The Gipper and W both prided themselves on an intuitive, gut-check approach to sizing up Russian leaders. Reagan saw promise in Mikhail Gorbachev even as his advisors were warning him against trusting any Commie. Bush famously looked into Vladimir Putin's soul and saw goodness where others saw only the remnants of a career with the vicious KGB. Perhaps Ronald Reagan was simply a better judge of character than Bush (I have, indeed, argued that previously). Perhaps he was just lucky. Had Gorby been Putin, I suspect we would all remember the late 1980s much differently and nobody would be speaking about victory in the Cold War.
On immigration, Saint Ronnie of Hollywood joined with the Democrats on an amnesty plan in 1986 that was so generous that it turned Lou Dobbs from financial wizard into populist carnival barker. The link to W in this case is too obvious to mention. Somehow, in all their genuflecting before their plastic Gipper icons, the Republican debaters invariably forget to mention that it was Reagan who opened the floodgates, or created the stampede, or fathered the reconquista, or whatever trite language they're using these days.
Finally, many of the seeds of George W. Bush's crackdown on civil liberties were planted in the Reagan White House.
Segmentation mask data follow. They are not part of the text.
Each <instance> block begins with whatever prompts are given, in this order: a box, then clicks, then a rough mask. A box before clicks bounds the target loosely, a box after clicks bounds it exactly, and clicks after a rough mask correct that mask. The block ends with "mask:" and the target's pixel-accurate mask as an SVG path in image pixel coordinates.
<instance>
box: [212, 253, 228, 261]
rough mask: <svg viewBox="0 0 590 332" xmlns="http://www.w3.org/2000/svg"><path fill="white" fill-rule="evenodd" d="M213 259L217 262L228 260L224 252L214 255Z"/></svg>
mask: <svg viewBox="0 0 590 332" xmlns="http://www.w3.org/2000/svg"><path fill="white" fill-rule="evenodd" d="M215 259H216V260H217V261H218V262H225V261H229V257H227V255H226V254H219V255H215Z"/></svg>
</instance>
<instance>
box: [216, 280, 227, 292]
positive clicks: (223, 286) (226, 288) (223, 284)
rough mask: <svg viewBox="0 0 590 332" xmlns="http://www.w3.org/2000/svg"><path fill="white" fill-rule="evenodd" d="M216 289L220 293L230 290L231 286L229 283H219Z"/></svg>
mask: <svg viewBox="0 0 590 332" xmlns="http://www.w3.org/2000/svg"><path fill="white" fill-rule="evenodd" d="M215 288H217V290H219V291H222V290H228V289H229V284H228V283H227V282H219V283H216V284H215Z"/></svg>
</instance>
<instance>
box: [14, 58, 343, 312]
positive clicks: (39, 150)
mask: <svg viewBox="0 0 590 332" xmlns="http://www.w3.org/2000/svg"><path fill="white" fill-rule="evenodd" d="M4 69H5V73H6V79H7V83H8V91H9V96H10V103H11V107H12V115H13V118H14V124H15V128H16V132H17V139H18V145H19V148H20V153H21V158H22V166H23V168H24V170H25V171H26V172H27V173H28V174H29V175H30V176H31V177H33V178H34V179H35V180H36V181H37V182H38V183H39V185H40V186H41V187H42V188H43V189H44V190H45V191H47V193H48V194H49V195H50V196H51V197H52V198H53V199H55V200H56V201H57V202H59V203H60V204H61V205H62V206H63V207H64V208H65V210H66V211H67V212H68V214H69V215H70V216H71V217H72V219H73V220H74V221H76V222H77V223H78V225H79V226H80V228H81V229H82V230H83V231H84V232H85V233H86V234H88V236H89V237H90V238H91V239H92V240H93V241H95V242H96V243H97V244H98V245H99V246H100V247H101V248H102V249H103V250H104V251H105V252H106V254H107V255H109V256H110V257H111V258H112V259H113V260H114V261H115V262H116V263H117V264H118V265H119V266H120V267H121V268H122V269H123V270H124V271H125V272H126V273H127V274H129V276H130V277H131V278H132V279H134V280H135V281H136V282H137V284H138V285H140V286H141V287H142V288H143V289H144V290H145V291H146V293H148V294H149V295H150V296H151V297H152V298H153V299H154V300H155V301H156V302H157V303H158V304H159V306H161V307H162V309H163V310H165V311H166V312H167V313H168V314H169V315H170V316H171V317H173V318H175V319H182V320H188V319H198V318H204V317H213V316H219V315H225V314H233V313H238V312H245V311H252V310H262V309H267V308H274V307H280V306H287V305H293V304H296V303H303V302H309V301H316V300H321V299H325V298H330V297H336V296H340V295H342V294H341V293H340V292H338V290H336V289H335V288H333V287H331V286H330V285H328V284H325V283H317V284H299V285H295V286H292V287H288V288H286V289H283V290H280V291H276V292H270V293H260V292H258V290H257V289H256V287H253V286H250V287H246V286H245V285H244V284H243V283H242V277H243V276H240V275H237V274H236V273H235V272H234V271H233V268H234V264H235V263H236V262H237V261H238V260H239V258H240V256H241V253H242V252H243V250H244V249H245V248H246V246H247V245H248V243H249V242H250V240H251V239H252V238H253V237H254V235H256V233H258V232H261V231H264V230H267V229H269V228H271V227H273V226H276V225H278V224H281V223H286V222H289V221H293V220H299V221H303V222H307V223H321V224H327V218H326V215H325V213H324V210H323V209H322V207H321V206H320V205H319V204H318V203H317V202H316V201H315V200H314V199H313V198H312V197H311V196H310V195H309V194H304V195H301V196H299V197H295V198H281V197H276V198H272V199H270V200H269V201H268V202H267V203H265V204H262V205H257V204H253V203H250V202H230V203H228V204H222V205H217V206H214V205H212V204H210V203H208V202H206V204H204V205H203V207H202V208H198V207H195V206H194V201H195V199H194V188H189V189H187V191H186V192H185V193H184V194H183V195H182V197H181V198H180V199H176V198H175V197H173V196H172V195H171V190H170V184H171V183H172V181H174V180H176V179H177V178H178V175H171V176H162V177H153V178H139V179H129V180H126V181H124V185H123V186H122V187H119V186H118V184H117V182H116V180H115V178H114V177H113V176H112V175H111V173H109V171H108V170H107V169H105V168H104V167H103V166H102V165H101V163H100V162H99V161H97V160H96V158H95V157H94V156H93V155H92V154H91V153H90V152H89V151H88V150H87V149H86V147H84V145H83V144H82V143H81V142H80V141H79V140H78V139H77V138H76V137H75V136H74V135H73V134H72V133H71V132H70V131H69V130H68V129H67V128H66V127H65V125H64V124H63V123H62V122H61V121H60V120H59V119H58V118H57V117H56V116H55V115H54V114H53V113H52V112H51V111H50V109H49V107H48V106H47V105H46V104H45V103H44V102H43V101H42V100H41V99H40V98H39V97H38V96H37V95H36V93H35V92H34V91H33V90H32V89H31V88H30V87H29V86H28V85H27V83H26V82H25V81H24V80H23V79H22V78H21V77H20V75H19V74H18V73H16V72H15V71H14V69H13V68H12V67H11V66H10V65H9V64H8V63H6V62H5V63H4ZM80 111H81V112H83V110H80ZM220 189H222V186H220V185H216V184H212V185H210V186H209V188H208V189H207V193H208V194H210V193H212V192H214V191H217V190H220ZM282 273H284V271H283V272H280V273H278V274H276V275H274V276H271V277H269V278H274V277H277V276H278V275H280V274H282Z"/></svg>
According to Washington Congressman Jim McDermott:
"From 1982 to 1984, Colonel Oliver North assisted FEMA in drafting its civil defense preparations. Details of those plans emerged during the 1987 Iran-Contra scandal. They included executive orders providing for suspension of the Constitution, the imposition of martial law, internment camps, and the turning over of government to the President and FEMA."
There were, of course, also distinctions between Reagan and Bush, other than the fact that the former was a better actor. One of the biggest differences was the Democratic House of Representatives that the Gipper faced during his eight years in the White House. Not only did Bush enjoy Republican majorities in both the House and Senate for most of his presidency, he also benefited from the peculiar post-9/11 cowardice that has afflicted the Democratic Party's congressional leadership. Many of Ronald Reagan's more elaborate and Bush-like goals were thwarted through the offices of Tip O'Neill and Jim Wright, two House Speakers who took seriously Madison's musings about checks and balances in Federalist 51.
I'm not sure if irony is quite the proper word, but there remains an amusing inconsistency between the Republican candidates' devotion to Reagan's memory and their careful avoidance of even speaking the word "Bush". Because, really, by predilections, policies, and, in many cases, results, it would be difficult to name two presidents in history with such a lengthy catalog of similarities. Bush, lacking adult supervision, may have failed more spectacularly than his predecessor, but he did so only after carefully studying and following the Reagan playbook.